Freitag, 5. Oktober 2018

Tü tü de lü... TÜV!


Ich habe zu Autos ein, nun ja... ein seltsames Verhältnis. Ich finde Autos toll, Ich fahre gern, aber ich bin nicht in der Lage, mich vernünftig um mein Auto zu kümmern: Müll rausräumen, durchsaugen, waschen, Ölstand messen, Scheibenwischerwasser whatever, all' diese Kleinigkeiten vergesse ich. Ich werde mir da eine andere Verhaltensweise antrainieren müssen, wenn ich irgendwann mein eigenes Auto habe (und irgendwie freue ich mich darauf).

Bis dahin allerdings fahre ich mit einem Gebrauchtwagen, und der hat Einiges mitgemacht. Vor fünf Jahren hat er mir die Touren nach St.Peter-Ording ermöglicht, morgens um vier Uhr aufstehen, Downtempo-Musik oder Radio einzuschalten und dann fast zwei Stunden bis an das äußerste Ende von Eiderstedt, das war eine spannende Phase. In dieser Phase hatte ich dann auch meinen Autounfall, selbst verschuldet, bei regennasser Fahrbahn in einer S-Kurve zu schnell gelenkt, Lenkung blockiert und ganz fix ging es dann rückwärts auf die Gegenfahrbahn, zweihundert Meter lang, und dann in einen Acker. Landung. Und viel Glück gehabt: Es war Gegenverkehr vorhanden, aber in sicherem Abstand, und das hatte den Vorteil, dass jemand sich um mich gekümmert hat.

Das war ein irres Erlebnis, das werde ich wohl nie vergessen, naja, jedenfalls hat das Auto einige Kratzer, Dellen und Schrammen mitbekommen, aber es ist immer noch weitergefahren. Dann kam die Phase mit Neumünster, ein Jahr lang über die Autobahn bügeln, Fahrtwind genießen (quasi), Musik, Sonne, kaum zu glauben, was dieses Auto noch alles aushält. Und dann kam der Herbst Zweitausendachtzehn immer näher: Termin zur Hauptuntersuchung a.k.a. TÜV.

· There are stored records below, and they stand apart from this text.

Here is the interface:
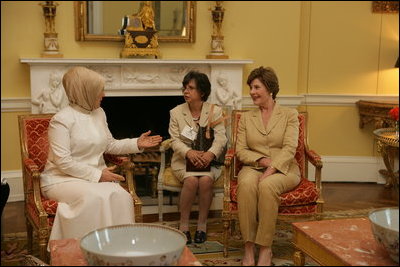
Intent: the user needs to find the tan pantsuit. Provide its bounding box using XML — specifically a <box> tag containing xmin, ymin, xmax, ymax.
<box><xmin>236</xmin><ymin>104</ymin><xmax>300</xmax><ymax>246</ymax></box>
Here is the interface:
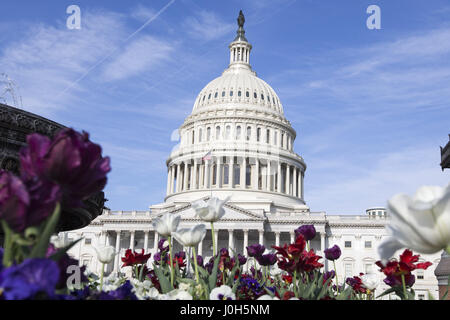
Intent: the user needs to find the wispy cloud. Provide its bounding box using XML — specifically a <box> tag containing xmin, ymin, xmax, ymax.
<box><xmin>183</xmin><ymin>10</ymin><xmax>236</xmax><ymax>41</ymax></box>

Ich bin sehr froh, dass wir in Deutschland den TÜV haben. Als Freizeitparkfan gibt mir das Sicherheit. Keine Achterbahn darf in Deutschland in Betrieb genommen werden, ohne vom TÜV auf Herz und Nieren geprüft zu sein. Dieser Technische ÜberwachungsVerein ist schon was Tolles. Und gründlich. Und leider so gründlich, dass ich keine Hoffnung hatte, dass mein Wagen, der wirklich quietscht und kracht und was es noch so gibt... Gedankenzug. Jedenfalls hatte ich keine Hoffnung, dass er noch einmal das TÜV-Siegel bekommt.

Und dann hat es doch geklappt. Mit einem Tausender an Werkstattkosten hat das Auto nun tatsächlich die Erlaubnis, zwei weitere Jahre zu fahren. Und das finde ich deshalb so toll, weil ich in zwei Jahren vielleicht verbeamtet bin und endlich die Finanzierung meines eigenen Autos angehen kann. Das wird sehr aufregend, ich hoffe, Er gibt mir da auch ein paar Tipps dazu. Und bis dahin darf ich wieder mit meinem Unfallauto die Straßen unsicher machen.

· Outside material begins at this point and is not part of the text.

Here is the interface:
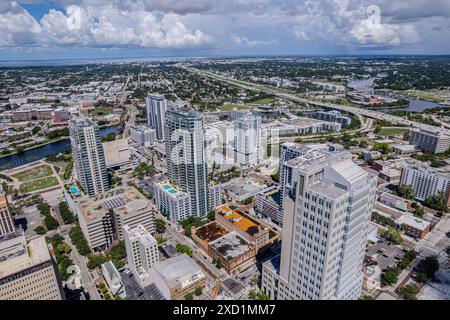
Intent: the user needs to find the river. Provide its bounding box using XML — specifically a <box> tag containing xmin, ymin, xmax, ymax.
<box><xmin>348</xmin><ymin>75</ymin><xmax>439</xmax><ymax>113</ymax></box>
<box><xmin>0</xmin><ymin>126</ymin><xmax>121</xmax><ymax>170</ymax></box>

Es ist ein tolles Gefühl, mobil zu sein.

Donnerstag, 4. Oktober 2018

Ein anderes Gefühl von Bett


Ein paar Tage weit in die Ferien hinein, und so langsam wird mir das bewusst, so langsam kann ich das genießen. Das deutlichste Signal für mich ist, dass das Schlafengehen sich komplett anders anfühlt. In der Schulzeit gehe ich abends zu Bett mit dem Gedanken "Uh, nur noch sechs Stunden, dann muss ich schon wieder aufstehen", und manchmal versuche ich mich auf Krampf zum Einschlafen zu bringen, bis es irgendwann heißt "Oh, nicht einmal mehr zwei Stunden, bis der Wecker klingelt".

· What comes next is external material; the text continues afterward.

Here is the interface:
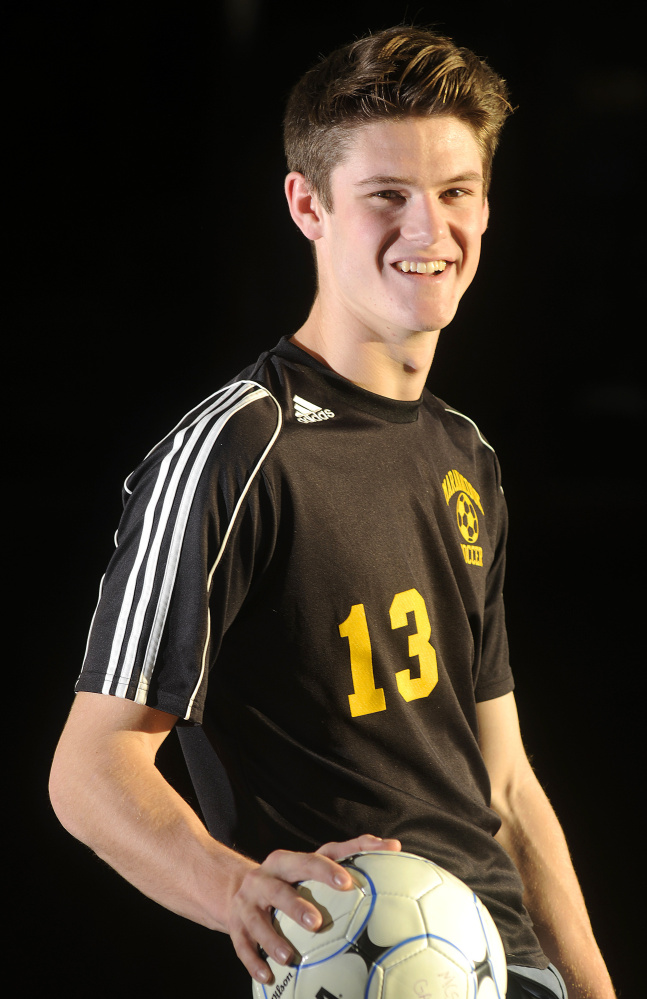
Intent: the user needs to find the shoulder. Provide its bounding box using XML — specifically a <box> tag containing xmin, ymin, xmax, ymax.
<box><xmin>124</xmin><ymin>365</ymin><xmax>283</xmax><ymax>499</ymax></box>
<box><xmin>424</xmin><ymin>392</ymin><xmax>495</xmax><ymax>455</ymax></box>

Das ist jetzt vollkommen anders - egal, um welche Uhrzeit ich in's Bett gehe, ich weiß, dass die Wecker ausgeschaltet sind, und drifte vollkommen entspannt in den Schlaf. Und irgendwann wache ich wieder auf, und es gibt da kein zu spät oder verschlafen. Ich wache auf, wenn ich mich ausgeschlafen fühle, und so beginnt dann auch der Tag gleich ganz anders. Energetischer. In den Ferien erlebe ich quasi ein ganz anderes Gefühl von Bett, und ich liebe es.

Auch, wenn es ein paar Tage gedauert hat; ich mache mir für die Ferien immer irgendwelche Pläne, so nach dem Motto Aufräumen oder Ernährung umstellen oder so 'nen Kasperkram. Am ersten Ferientag geht's los, so denke ich mir - aber dann merke ich jedesmal wieder, dass ich vielleicht erstmal das Feriengefühl ein bisschen genießen sollte.

Und so gammele ich in die erste Ferienwoche hinein und genieße das Leben aus vollen Zügen und in überfüllten Bussen, ist ja schließlich noch eine ganze Weile hin, bis der Schulalltag wieder ruft.